Je ne suis pas « féministe mais »

Réponse à tous ceux qui pensent pouvoir nous séparer, nous catégoriser et se sentent très fiers de ne pas écouter certaines féministes
#SexismeOrdinaire

«T’es peut-être féministe, mais avec toi on peut discuter ». Il me sort ça comme si c’était un compliment, alors que c’est sur lui que cette phrase me renseigne.

C’est vrai, je pèse tous mes mots, je suis polie à l’excès, je ne hurle pas. Mais je ne jetterai jamais la pierre à celles qui le font. Parce que même en étant aussi rarement au front que je le suis, ça me prend souvent, l’envie de hurler, de taper dans les murs, de sortir le lance-flamme. Ça, ou laisser tomber. Alors celles qui parlent plus fort que moi, qui se défendent mieux, je les admire, en fait. Et puis s’il écoutait, il se rendrait compte qu’elles disent la même chose que moi.
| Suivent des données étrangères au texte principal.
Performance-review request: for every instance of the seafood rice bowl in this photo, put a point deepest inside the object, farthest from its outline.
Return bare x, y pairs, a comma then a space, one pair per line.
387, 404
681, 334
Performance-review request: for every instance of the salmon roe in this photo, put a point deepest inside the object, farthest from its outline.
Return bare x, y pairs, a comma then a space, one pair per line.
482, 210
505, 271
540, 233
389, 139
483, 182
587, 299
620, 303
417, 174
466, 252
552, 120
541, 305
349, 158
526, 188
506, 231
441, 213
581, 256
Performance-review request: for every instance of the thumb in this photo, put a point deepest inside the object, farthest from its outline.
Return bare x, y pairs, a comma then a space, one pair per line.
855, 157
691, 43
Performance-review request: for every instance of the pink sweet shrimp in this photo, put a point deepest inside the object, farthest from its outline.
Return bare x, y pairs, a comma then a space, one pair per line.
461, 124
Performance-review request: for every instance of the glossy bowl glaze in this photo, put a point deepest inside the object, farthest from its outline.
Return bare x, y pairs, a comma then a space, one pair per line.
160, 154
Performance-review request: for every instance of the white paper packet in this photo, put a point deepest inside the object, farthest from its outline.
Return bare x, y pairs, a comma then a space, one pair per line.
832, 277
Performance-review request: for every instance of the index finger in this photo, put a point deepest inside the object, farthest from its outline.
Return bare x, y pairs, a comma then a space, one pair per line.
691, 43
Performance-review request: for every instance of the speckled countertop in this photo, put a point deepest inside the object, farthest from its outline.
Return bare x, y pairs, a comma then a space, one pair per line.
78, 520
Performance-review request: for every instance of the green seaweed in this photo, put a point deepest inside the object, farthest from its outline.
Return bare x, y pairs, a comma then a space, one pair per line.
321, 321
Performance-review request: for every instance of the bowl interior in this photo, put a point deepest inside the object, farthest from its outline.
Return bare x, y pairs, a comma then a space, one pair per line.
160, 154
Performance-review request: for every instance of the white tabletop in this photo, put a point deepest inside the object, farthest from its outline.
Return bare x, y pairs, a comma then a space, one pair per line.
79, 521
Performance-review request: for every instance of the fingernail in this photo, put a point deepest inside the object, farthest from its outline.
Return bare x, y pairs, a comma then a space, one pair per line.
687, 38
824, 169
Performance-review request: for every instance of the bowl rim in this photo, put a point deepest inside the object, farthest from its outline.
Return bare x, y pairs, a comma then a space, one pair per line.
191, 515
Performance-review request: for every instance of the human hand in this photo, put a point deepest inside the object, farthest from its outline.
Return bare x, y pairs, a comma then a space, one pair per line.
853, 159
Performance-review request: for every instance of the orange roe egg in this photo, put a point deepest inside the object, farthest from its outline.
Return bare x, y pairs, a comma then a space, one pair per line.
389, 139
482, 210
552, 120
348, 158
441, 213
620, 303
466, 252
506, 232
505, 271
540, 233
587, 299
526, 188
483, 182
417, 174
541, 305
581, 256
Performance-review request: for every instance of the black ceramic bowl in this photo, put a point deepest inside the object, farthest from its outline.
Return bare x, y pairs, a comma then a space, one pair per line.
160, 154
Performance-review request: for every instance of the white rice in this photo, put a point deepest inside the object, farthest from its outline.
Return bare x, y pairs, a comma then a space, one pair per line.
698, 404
Je ne suis pas violente, mais sait-il ce que ça me coûte ? Souffler entre chaque phrase. Prendre un pas de recul à chaque commentaire déplacé. Étayer, mot à mot, toujours fournir les détails, les faits, les chiffres, les rappeler pédagogiquement alors qu’ils sont partout. Et toujours en face « Ah bon ? Je n’imaginais pas. » ou pire « Tu crois ? ». Alors je m’éloigne, je respire, je reprends. Ou je m’écrase.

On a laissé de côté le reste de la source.